NKD: container cloud cluster and OS integrated operation and maintenance tool

NKD is the abbreviation of NestOS-kubernetes-Deployer, which is a solution prepared for the operation and maintenance of Kubernetes clusters deployed based on NestOS. Its goal is to provide services such as deployment, update and configuration management of the cluster infrastructure (including the operating system and Kubernetes basic components) outside the cluster.

1 Introduction

As the de facto standard for container cloud scenarios in the cloud-native field, Kubernetes greatly simplifies the deployment and management of containerized applications with its excellent functions and flexibility.

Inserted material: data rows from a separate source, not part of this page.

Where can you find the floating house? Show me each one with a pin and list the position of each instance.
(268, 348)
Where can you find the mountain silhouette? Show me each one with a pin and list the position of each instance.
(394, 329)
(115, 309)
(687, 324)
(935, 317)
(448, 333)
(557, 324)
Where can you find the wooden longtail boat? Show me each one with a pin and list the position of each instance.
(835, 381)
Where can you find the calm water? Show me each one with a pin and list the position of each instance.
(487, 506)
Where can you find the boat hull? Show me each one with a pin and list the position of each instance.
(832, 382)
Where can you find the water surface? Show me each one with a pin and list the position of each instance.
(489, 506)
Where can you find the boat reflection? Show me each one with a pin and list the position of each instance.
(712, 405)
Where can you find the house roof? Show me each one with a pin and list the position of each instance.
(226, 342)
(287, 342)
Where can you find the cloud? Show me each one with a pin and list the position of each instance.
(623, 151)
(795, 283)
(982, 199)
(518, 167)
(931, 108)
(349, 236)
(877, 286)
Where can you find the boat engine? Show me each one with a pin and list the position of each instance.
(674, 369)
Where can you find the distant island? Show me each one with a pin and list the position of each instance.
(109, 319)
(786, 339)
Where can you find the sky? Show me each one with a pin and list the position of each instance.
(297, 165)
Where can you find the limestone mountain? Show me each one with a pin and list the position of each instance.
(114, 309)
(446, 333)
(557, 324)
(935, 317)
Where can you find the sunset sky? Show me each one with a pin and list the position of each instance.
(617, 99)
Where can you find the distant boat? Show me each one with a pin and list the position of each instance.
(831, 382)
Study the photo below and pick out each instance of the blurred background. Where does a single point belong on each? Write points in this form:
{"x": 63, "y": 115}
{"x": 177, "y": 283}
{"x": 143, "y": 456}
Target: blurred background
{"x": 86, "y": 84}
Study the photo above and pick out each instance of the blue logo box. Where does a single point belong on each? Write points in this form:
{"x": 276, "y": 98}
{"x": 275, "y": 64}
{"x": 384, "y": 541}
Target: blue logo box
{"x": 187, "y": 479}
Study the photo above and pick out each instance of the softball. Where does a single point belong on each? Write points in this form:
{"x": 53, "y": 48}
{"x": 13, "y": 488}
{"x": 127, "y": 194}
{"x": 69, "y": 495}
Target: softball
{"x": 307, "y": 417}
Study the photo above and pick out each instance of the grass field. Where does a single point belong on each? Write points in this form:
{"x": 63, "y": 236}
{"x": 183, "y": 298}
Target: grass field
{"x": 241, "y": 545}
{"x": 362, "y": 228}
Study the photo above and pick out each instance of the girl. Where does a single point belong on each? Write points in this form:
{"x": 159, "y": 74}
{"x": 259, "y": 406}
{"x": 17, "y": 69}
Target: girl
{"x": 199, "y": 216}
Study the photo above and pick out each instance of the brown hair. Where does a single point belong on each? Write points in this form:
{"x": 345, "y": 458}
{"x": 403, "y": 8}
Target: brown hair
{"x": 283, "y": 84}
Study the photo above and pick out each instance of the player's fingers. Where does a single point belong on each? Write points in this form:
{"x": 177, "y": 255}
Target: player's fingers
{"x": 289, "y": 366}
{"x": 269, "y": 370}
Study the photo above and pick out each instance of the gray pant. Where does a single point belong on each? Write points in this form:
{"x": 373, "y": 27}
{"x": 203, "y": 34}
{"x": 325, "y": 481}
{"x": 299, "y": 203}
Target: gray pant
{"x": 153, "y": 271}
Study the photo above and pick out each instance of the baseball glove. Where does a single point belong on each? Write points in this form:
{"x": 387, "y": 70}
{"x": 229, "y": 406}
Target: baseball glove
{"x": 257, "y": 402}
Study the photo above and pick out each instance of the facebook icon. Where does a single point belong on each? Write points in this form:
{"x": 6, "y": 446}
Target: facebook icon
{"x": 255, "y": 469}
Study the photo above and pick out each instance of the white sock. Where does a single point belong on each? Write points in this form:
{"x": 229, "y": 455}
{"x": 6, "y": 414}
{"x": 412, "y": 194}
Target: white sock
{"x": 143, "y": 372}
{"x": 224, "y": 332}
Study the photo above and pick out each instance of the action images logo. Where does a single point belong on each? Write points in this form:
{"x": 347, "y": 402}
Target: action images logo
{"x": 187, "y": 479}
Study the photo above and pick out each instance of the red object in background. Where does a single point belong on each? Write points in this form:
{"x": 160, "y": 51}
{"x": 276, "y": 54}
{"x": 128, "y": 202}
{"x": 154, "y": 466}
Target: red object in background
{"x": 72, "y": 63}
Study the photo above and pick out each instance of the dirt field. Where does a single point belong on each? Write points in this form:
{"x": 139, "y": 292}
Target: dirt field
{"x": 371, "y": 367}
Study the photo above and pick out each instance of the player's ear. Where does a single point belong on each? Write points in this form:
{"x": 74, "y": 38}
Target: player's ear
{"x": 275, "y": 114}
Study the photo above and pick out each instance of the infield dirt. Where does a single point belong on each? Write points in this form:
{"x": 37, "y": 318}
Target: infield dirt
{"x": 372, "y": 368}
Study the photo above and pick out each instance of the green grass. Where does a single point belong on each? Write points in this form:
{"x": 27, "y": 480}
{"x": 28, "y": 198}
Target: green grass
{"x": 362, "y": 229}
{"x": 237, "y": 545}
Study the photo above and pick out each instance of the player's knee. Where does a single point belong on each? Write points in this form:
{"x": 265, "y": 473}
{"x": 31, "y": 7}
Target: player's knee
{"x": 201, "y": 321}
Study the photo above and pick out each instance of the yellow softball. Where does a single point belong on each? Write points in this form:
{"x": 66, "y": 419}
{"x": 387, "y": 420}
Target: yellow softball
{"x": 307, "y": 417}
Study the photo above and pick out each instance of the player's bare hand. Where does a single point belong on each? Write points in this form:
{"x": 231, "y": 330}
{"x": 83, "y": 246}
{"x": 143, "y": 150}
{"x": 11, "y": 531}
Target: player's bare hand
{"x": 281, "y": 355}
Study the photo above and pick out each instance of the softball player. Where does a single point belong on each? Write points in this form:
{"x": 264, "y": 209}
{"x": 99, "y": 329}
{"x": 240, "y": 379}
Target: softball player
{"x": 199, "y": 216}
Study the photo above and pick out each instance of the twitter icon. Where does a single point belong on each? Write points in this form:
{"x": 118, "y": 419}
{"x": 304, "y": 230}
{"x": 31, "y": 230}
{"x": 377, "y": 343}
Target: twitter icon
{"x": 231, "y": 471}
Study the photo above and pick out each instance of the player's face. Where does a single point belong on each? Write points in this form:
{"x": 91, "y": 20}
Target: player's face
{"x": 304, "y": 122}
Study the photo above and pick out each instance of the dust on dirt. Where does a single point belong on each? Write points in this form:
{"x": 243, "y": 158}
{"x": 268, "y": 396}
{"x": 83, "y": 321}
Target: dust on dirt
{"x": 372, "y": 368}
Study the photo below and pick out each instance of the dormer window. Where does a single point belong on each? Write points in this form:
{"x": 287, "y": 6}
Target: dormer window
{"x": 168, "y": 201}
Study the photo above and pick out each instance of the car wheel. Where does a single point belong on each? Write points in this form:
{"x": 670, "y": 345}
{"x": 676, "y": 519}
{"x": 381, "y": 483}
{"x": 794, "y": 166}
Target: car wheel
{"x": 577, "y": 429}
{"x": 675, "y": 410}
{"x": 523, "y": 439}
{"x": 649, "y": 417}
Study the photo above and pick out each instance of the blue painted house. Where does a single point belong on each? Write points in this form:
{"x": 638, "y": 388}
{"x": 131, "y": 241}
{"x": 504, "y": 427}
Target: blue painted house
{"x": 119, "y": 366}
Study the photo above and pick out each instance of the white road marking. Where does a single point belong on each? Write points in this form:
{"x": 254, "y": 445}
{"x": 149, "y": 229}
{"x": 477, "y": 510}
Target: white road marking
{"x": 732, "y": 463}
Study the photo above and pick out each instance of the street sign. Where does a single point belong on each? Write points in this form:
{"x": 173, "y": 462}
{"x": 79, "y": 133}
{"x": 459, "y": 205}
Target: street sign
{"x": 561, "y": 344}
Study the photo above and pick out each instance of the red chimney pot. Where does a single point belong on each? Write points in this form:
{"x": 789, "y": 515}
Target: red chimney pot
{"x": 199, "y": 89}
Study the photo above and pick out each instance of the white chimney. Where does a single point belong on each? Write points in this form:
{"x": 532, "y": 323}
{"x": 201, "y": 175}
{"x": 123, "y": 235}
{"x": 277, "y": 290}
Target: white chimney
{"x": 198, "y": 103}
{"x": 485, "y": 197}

Container technology encapsulates the required operating environment and realizes decoupling from the underlying operating system, while Kubernetes further realizes decoupling from the underlying operating nodes, enabling seamless deployment of applications in different cloud providers and environments. However, this decoupling also brings new challenges. With the wide application of Kubernetes, the complexity of operation and maintenance has gradually become prominent. Maintaining a Kubernetes cluster requires a lot of technology and resources, and operation and maintenance personnel must be familiar with complex Kubernetes configuration and management to ensure the stable operation of the cluster. To solve this problem, the operation and maintenance personnel mainly devote their energy to the operation and maintenance management of the cluster itself, hold a conservative attitude towards the underlying operating system and Kubernetes basic components, and avoid frequent updates. However, considering the support of security updates and features of new versions of Kubernetes, it is imperative to update the underlying infrastructure components. Therefore, a solution is needed to simplify the operation and maintenance of the underlying infrastructure and make it easier for the operation and maintenance to manage and update the infrastructure of the cluster.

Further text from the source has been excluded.